O projeto de pesquisa Redes Sociais de Apoio à Paternidade na Adolescência (RAPAD) surge para ampliar os conhecimentos acerca da paternidade na adolescência. Observa-se que existem poucos trabalhos sobre essa temática na enfermagem, sendo evidenciada na escassa produção científica, principalmente ao se avaliar a maternidade, nessa mesma fase.1

A adolescência é tratada por muitos como uma fase de rebeldia e desentendimentos. Por esse motivo, o modo de cuidar dos adolescentes que estão vivenciando a paternidade, necessita estar pautado nas relações entre o profissional da saúde e o jovem para que haja acolhimento, vínculo e responsabilização, favorecendo assim a troca de saberes e fazeres entre ambos.2

Dessa maneira, estudar a paternidade, em especial, do adolescente, é destacar a dimensão relacional prestada a este, pois serviços de saúde, em geral, direcionam seus trabalhos à mãe adolescente, como por exemplo, o pré-natal.
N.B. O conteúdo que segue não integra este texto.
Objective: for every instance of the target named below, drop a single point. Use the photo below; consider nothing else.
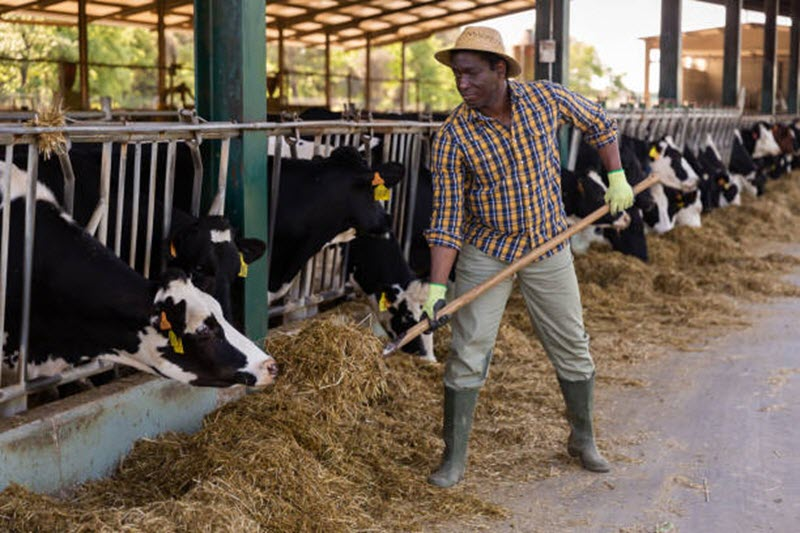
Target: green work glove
(435, 302)
(619, 195)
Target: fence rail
(324, 277)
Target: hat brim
(445, 57)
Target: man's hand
(435, 302)
(619, 195)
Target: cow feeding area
(345, 439)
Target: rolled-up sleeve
(448, 177)
(589, 117)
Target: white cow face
(401, 308)
(672, 168)
(189, 340)
(765, 143)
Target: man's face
(476, 82)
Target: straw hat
(479, 39)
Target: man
(497, 195)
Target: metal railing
(324, 277)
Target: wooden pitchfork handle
(423, 325)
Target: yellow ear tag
(383, 303)
(382, 193)
(242, 266)
(175, 342)
(164, 324)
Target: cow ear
(391, 173)
(251, 249)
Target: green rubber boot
(578, 395)
(459, 406)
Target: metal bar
(222, 176)
(137, 181)
(27, 280)
(69, 180)
(169, 187)
(123, 164)
(197, 184)
(4, 244)
(151, 201)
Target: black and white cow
(87, 304)
(760, 143)
(319, 199)
(377, 266)
(207, 248)
(745, 174)
(676, 196)
(584, 191)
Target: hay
(344, 440)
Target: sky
(615, 30)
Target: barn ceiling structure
(349, 24)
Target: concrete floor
(709, 445)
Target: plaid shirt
(500, 190)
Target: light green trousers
(550, 289)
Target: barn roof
(348, 22)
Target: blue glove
(435, 302)
(619, 195)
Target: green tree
(588, 75)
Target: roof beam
(311, 13)
(139, 9)
(35, 3)
(426, 33)
(356, 21)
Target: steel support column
(230, 73)
(561, 36)
(794, 57)
(544, 32)
(770, 64)
(732, 58)
(161, 9)
(83, 53)
(669, 87)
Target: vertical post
(230, 56)
(83, 53)
(544, 17)
(732, 60)
(561, 36)
(161, 9)
(670, 46)
(368, 76)
(794, 57)
(327, 70)
(647, 49)
(769, 70)
(403, 77)
(283, 98)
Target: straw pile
(50, 116)
(344, 440)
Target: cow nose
(271, 367)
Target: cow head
(213, 256)
(400, 308)
(761, 142)
(188, 339)
(367, 186)
(671, 167)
Considerar, portanto, apenas a mãe como merecedora de cuidado e conforto é não compreender que o novo processo de paternar** ** Paternar, aqui, significa o movimento proativo do pai ao exercer suas funções no exercício da paternidade. , aquele cujo pai constitui-se em um membro ativo e participativo na atenção dada ao filho, é mais uma forma de exercício da paternidade.3

Contudo, "na abordagem da paternidade na adolescência é imprescindível a visualização do indivíduo integrado ao seu contexto social mais amplo, nas suas relações sociais".4:44 Assim, inclusive os modos de exercer a paternidade vão sendo alterados nos diferentes momentos históricos.
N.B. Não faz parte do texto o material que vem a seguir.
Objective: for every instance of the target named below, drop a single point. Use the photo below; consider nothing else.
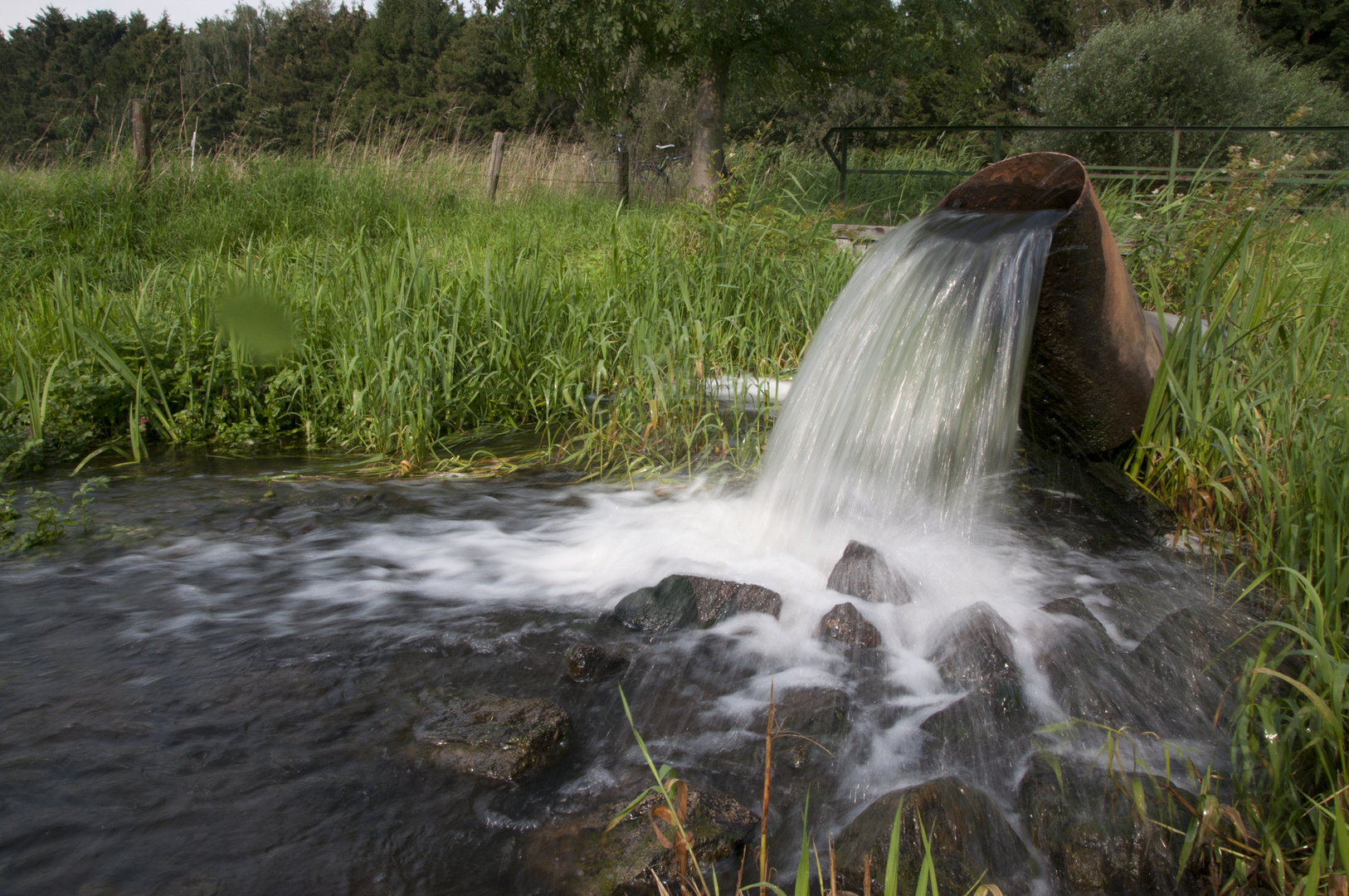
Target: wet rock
(1085, 825)
(719, 599)
(577, 859)
(981, 729)
(1082, 684)
(974, 650)
(1116, 499)
(1077, 609)
(1190, 657)
(970, 837)
(862, 572)
(819, 714)
(974, 721)
(845, 624)
(590, 661)
(679, 602)
(667, 606)
(491, 736)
A partir da década de 1990 houve uma ruptura do modelo hegemônico do exercício da paternidade, aquele modelo tradicional cujo pai era apenas um ator coadjuvante no processo de cuidar dos próprios filhos.5 Evidencia-se então o surgimento de um pai que demonstra maior envolvimento e preocupação com a educação e o cuidado dos filhos, deixando de exercer unicamente o papel de pai provedor.
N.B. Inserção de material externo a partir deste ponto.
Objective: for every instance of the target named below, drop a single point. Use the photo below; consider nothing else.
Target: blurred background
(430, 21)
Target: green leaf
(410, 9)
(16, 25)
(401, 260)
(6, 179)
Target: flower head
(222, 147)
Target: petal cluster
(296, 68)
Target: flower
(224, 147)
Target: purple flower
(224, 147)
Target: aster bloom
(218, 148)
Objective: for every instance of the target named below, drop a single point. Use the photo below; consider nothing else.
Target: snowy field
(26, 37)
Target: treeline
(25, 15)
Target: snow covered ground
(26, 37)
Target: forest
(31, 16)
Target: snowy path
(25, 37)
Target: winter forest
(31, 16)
No presente estudo destaca-se o genograma na compreensão do processo da paternidade adolescente, sendo este definido como um retrato gráfico da vida familiar e como um instrumento de avaliação da família.6 Por volta da década de 1990, esse instrumento generalizou-se, pois reunia informações sintetizadas dos antecedentes familiares e nível sociocultural.7

O genograma é um diagrama que ilustra a composição familiar no decorrer das gerações e das etapas do ciclo de vida familiar, e dos movimentos emocionais a ele associados.8 Essa mesma autora revela que as informações reunidas por meio desse desenho da vida familiar podem incluir aspectos genéticos, médicos, sociais, comportamentais e culturais da família, sendo demonstrados os seguintes dados: os nomes e idades de todos os membros da família; datas exatas de nascimentos, casamentos, separações, divórcios, mortes, abortos e outros acontecimentos significativos; indicações datadas das atividades, ocupações, doenças, lugares de residência e mudanças no desenvolvimento vital; e as relações entre os membros da família.

O genograma permite, durante sua construção, a visualização da dinâmica em família e os relacionamentos entre si, em pelo menos três gerações,9 remetendo assim para a seguinte questão norteadora do estudo: qual o retrato gráfico da vida sob a percepção de pais adolescentes utilizando o genograma?

Desse modo, a paternidade, nesse período, pode ser estudada e melhor compreendida sob a forma gráfica, viabilizando o objetivo desse estudo, que é conhecer, por meio do genograma, os antecedentes familiares descritos por pais adolescente.

METODOLOGIA

Trata-se de um estudo qualitativo do tipo exploratório descritivo, no qual participaram 41 pais adolescentes, entre 15 e 19 anos de idade, no período de dezembro de 2008 a novembro de 2009. Efetuou-se a seleção desses pais a partir de puérperas adolescentes internadas em um hospital universitário no município de Florianópolis-SC.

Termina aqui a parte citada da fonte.